Photoinduced electron transfer between DNA and the cationic porphyrins, H2TMPyP and ZnTMPyP, was analyzed by the fluorescence measurements (Figure 6) [74]. Absorption spectrum and circular dichroism measurements showed that H2TMPyP mainly intercalates to calf thymus DNA, whereas ZnTMPyP binds into a DNA groove. An electrostatic interaction with DNA raises their redox potentials of the binding cationic porphyrins. In the presence of DNA, the fluorescence intensity of these porphyrins was almost the same as that without DNA. The Eox of H2TMPyP (>1.30 V vs. SCE in water) [27], ZnTMPyP (1.18 V vs. SCE in water) [73], and guanine (1.24 V vs. SCE in acetonitrile) [75, 76] suggested that electron transfer by the S1 state of H2TMPyP is possible in terms of energy. Furthermore, the electron donating character of guanines increased in the double-stranded structure [77, 78, 79]. However, the fluorescence measurements indicated that the S1 states of these porphyrins are barely quenched by DNA. These results could be explained by that an electrostatic interaction between cationic porphyrins and an anionic DNA strand should increase the redox potential of porphyrins, leading to the inhibition of the electron transfer. In the cases of their higher excited states, secondary excited singlet (S2) states, the electron transfer from DNA was observed. The lifetime of S2 state is significantly short (a few picoseconds). However, the Ered value of their S2 states are large (larger Ered value of the excited state indicates stronger oxidative activity); >2.14 V vs. SCE for H2TMPyP and 1.94 V vs. SCE for ZnTMPyP. Therefore, the S2 states of porphyrins are thermodynamically strong oxidants through electron transfer mechanism.

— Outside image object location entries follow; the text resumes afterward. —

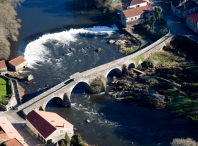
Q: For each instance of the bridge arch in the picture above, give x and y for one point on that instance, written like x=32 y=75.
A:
x=81 y=86
x=131 y=65
x=58 y=100
x=114 y=72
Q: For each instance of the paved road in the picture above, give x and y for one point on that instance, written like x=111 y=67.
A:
x=176 y=26
x=19 y=124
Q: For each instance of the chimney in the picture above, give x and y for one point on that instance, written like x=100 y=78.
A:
x=64 y=124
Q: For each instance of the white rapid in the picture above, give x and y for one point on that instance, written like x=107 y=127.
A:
x=38 y=51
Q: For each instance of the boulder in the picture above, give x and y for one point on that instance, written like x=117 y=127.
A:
x=117 y=43
x=111 y=41
x=154 y=63
x=30 y=77
x=88 y=121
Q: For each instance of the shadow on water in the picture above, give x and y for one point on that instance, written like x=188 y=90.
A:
x=146 y=126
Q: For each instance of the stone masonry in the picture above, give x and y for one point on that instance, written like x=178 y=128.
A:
x=64 y=89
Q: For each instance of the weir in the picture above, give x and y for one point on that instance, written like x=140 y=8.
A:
x=64 y=89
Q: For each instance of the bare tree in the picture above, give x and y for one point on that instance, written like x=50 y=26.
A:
x=9 y=25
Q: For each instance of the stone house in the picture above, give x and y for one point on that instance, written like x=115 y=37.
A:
x=134 y=3
x=192 y=22
x=10 y=134
x=18 y=63
x=129 y=17
x=48 y=126
x=185 y=9
x=3 y=66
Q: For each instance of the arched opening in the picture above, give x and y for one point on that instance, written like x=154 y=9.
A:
x=115 y=72
x=41 y=108
x=54 y=102
x=130 y=66
x=81 y=87
x=111 y=77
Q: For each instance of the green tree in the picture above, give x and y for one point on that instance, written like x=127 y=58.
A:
x=67 y=139
x=158 y=11
x=152 y=20
x=76 y=139
x=63 y=143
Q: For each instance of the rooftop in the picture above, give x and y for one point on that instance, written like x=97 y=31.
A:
x=193 y=17
x=133 y=2
x=13 y=142
x=2 y=64
x=10 y=131
x=17 y=61
x=137 y=11
x=187 y=6
x=46 y=122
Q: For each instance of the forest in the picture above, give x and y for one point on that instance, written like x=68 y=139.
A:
x=9 y=25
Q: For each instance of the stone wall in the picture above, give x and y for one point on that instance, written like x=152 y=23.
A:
x=88 y=76
x=191 y=25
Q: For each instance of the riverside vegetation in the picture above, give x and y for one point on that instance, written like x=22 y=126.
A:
x=9 y=25
x=5 y=90
x=171 y=81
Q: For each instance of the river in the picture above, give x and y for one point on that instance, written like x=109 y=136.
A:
x=51 y=61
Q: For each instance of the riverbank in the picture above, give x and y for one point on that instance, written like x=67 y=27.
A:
x=170 y=79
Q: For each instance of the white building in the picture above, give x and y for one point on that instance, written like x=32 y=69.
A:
x=134 y=3
x=131 y=15
x=48 y=126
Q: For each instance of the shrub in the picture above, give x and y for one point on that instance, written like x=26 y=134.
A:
x=99 y=49
x=183 y=142
x=76 y=139
x=183 y=54
x=178 y=53
x=63 y=143
x=67 y=139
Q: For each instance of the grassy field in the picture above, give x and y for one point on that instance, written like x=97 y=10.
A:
x=5 y=90
x=181 y=102
x=142 y=35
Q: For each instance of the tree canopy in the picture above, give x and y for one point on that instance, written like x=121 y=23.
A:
x=9 y=25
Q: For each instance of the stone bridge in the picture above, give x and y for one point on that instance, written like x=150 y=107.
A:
x=63 y=90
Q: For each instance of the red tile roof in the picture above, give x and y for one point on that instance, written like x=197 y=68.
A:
x=193 y=17
x=137 y=11
x=17 y=61
x=13 y=142
x=2 y=64
x=187 y=6
x=38 y=122
x=10 y=131
x=135 y=2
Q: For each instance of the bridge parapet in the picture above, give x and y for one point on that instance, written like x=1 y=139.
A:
x=66 y=87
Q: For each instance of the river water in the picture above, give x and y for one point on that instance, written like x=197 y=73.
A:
x=51 y=61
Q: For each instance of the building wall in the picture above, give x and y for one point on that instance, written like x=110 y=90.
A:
x=191 y=25
x=57 y=135
x=182 y=14
x=3 y=69
x=21 y=66
x=123 y=19
x=140 y=5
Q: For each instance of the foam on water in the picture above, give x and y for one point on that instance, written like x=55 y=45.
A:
x=37 y=50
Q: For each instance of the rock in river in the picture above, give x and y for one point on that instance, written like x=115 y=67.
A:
x=30 y=77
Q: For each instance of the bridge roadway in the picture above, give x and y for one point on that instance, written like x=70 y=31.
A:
x=64 y=89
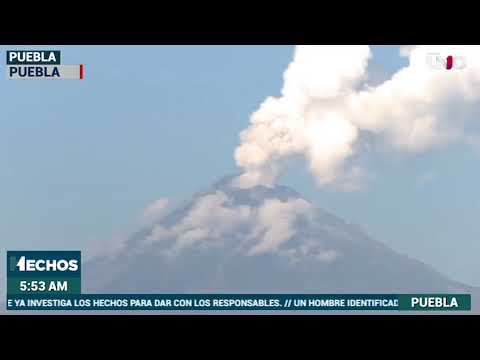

Photoinduced electron transfer from these porphyrins to benzoquinones, electron acceptors, and that from N-(4-aminobenzoyl)-L-glutamic acid (ABG), an electron donor, to these porphyrins were also studied [74]. As mentioned above, the electrostatic interaction with DNA raises the redox potential of cationic porphyrins (i.e.decreases the oxidative property of cationic porphyrins). Therefore, the DNA microenvironment inhibited the electron transfer from ABG, an electron-donating quencher, to the binding porphyrins. On the other hand, the electron transfer from the binding porphyrins to benzoquinones, an electron-accepting quencher, was enhanced. A steric effect by the DNA strand was also important. A hydrophobic bulky electron acceptors forms stacking complex with porphyrins, resulting in the strong fluorescence quenching. The interaction with DNA strand cleaves this stacking interaction and inhibit the electron transfer to the benzoquinone. In summary, the DNA microenvironment significantly affects the electron transfer property of the binding cationic porphyrins through an electrostatic interaction and the steric effect.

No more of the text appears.